Selim Nadi, Youssef Boussoumah

 

[1] Camilla Brenni, Memphis Krickeberg, Léa Nicolas-Teboul, Zacharias Zoubir, « Le non sujet de l’antisémitisme à gauche », Vacarme, n°86, 2019/1, p. 36-46.

[2] Ici, notre objectif n’est pas de nier la qualification de l’antisémitisme comme structurel, mais plutôt d’insister sur la faiblesse de la démonstration de M.K.

[3] Moishe Postone, « Antisémitisme et national-socialisme » in Critique du fétiche capital. Le capitalisme, l’antisémitisme et la gauche, op. cit., p. 95 à 121.

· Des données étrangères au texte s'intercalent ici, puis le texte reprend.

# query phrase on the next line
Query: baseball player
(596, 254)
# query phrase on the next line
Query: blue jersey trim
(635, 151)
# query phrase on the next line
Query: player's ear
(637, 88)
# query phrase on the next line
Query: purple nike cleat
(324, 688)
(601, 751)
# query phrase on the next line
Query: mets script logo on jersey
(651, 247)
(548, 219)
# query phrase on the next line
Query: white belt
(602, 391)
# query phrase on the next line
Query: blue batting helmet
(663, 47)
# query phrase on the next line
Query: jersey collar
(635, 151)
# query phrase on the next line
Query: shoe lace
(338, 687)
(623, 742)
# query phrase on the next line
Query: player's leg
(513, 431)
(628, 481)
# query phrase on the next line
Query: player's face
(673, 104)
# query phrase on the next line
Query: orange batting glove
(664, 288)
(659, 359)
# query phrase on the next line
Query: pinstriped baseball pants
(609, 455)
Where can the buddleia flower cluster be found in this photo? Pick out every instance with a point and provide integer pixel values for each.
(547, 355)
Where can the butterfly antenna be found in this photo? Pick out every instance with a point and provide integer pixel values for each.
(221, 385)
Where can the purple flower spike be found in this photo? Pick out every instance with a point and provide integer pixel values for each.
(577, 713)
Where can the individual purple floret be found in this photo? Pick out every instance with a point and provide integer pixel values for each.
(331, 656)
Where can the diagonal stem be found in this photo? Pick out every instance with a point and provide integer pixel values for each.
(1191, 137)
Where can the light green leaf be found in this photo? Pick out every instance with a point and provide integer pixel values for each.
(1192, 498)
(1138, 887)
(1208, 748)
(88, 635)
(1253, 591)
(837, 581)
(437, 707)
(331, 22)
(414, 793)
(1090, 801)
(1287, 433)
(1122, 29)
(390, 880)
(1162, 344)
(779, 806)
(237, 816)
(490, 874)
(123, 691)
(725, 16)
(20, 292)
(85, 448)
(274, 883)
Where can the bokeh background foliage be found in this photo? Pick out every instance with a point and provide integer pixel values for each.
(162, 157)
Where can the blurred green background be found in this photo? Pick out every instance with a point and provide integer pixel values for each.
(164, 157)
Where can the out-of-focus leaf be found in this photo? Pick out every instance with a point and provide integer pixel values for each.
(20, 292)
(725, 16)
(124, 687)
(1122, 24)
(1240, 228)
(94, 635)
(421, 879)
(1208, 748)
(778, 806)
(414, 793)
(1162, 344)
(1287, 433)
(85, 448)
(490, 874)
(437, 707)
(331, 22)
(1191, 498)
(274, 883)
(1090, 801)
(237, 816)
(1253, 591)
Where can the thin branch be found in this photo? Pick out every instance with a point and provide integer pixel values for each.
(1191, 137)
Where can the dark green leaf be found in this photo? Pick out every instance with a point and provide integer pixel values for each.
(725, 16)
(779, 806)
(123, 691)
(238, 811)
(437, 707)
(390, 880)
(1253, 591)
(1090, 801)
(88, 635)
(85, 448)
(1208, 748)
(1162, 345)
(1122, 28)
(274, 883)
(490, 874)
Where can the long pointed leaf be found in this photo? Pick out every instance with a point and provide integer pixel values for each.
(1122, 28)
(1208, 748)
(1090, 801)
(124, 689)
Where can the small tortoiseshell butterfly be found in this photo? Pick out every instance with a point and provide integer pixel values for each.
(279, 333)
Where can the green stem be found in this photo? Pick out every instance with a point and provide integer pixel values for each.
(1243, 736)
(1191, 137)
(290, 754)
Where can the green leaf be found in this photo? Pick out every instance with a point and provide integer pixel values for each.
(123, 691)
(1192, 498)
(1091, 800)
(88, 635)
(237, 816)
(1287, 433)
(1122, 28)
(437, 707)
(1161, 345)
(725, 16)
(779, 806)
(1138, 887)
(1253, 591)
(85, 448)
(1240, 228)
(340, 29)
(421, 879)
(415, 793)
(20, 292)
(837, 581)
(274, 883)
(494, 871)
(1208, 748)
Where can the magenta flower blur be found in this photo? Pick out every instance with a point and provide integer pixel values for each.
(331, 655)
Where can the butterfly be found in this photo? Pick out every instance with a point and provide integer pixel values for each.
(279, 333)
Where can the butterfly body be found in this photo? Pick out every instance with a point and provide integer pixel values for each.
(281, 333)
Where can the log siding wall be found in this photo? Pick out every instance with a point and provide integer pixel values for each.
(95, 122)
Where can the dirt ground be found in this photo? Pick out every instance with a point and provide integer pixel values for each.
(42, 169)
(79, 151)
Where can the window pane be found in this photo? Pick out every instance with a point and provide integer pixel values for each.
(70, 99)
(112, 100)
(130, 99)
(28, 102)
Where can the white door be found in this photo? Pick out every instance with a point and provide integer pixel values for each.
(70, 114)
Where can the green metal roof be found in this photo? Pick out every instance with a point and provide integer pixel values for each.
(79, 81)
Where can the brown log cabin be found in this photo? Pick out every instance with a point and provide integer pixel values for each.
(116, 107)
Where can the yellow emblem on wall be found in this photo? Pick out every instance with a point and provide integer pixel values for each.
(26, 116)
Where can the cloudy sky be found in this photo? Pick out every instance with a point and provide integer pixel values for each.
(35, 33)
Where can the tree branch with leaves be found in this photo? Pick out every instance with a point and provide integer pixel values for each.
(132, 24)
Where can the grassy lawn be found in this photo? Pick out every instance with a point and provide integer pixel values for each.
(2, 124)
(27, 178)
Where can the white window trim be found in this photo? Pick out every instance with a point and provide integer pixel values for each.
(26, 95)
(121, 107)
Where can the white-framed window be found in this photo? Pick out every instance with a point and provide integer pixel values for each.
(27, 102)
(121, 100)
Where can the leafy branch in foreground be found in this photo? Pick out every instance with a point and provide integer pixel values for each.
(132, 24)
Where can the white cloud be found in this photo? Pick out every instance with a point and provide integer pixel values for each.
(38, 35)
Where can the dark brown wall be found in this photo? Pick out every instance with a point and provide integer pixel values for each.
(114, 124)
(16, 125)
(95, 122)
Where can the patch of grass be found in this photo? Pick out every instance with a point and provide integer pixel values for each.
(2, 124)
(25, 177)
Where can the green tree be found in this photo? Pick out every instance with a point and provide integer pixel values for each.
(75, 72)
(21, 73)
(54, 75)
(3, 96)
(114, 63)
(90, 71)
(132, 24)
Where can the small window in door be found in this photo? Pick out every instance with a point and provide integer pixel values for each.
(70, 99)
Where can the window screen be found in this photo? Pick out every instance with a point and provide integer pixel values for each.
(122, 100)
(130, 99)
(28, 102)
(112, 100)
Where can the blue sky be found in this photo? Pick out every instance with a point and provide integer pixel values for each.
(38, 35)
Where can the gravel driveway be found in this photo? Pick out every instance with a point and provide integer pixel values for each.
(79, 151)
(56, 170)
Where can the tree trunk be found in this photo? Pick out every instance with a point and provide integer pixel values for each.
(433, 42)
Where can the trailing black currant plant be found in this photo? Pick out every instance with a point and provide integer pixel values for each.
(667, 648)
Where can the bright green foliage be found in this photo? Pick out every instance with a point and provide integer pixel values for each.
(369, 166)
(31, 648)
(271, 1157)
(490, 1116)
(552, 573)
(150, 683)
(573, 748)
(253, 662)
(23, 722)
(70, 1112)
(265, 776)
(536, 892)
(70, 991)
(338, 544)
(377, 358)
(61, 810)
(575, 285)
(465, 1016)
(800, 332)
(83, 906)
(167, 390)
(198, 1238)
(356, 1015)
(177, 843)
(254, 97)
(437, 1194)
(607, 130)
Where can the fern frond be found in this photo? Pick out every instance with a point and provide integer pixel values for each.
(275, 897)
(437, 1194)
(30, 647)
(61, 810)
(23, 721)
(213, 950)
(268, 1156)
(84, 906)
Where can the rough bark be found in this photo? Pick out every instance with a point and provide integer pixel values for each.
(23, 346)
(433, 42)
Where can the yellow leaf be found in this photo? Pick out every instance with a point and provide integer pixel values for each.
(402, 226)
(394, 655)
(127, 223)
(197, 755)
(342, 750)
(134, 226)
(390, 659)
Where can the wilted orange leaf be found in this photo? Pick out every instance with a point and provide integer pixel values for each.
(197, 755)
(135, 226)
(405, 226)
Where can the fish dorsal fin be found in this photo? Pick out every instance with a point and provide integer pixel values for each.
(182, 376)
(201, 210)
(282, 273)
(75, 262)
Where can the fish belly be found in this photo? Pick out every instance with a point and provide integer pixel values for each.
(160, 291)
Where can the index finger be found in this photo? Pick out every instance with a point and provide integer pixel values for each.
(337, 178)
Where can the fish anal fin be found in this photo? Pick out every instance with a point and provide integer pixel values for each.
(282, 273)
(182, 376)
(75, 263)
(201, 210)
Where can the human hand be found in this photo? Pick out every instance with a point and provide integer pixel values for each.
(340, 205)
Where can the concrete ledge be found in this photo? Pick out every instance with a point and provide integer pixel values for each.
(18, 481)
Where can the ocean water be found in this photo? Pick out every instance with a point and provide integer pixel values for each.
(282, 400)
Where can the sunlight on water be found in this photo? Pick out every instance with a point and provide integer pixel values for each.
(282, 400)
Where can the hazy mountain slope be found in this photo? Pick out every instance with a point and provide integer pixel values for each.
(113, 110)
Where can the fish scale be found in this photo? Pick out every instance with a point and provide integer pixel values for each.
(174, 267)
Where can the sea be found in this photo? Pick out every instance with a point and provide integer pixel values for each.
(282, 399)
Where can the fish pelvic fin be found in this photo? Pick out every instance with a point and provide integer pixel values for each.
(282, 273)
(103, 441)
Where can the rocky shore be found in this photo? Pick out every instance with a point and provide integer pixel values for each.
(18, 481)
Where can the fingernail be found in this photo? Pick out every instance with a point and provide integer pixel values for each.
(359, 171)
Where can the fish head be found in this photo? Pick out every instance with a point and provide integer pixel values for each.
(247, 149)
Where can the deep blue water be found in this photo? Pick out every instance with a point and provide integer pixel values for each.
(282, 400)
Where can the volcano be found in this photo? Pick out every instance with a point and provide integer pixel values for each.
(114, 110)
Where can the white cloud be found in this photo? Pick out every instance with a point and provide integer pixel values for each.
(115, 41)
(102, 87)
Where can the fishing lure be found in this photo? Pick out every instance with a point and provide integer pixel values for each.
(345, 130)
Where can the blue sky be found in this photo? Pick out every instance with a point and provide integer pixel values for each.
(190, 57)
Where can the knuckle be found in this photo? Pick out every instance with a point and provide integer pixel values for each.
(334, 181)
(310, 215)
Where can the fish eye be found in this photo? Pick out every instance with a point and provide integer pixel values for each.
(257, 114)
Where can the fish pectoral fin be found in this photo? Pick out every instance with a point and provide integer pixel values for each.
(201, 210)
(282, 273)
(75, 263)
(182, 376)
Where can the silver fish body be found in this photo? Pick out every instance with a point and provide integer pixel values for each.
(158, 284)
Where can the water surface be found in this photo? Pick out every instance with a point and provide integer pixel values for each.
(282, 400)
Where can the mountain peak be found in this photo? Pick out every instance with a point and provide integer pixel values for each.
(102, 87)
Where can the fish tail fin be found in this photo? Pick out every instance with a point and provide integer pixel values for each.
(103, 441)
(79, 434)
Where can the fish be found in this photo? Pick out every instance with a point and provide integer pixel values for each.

[4] https://www.youtube.com/watch?v=U3ymAaelCE4

[5] Ghassan Kanafani, On Zionist Literature, Liberated Texts, Oxford, 2022, p. 7.

[6] Voir sur ce point les différents textes d’Abraham Serfaty sur les Juifs arabes (par exemple).

[7] Sur ce point, voir S.H. Sitton, Israël, immigration et croissance, éditions Cujas, 1963.

[8] p. 30.

[9] https://qgdecolonial.fr/2021/03/10/un-nouveau-bandung-pour-affronter-la-crise-actuelle/

[10] On pourra trouver un bref aperçu de leur théorie de l’impérialisme dans cet entretien disponible en français : https://www.contretemps.eu/histoire-agraire-imperialisme-entretien-utsa-patnaik/ .

[11] C.L.R. James, Histoire des révoltes panafricaines, éditions Amsterdam, Paris, 2018, p. 88.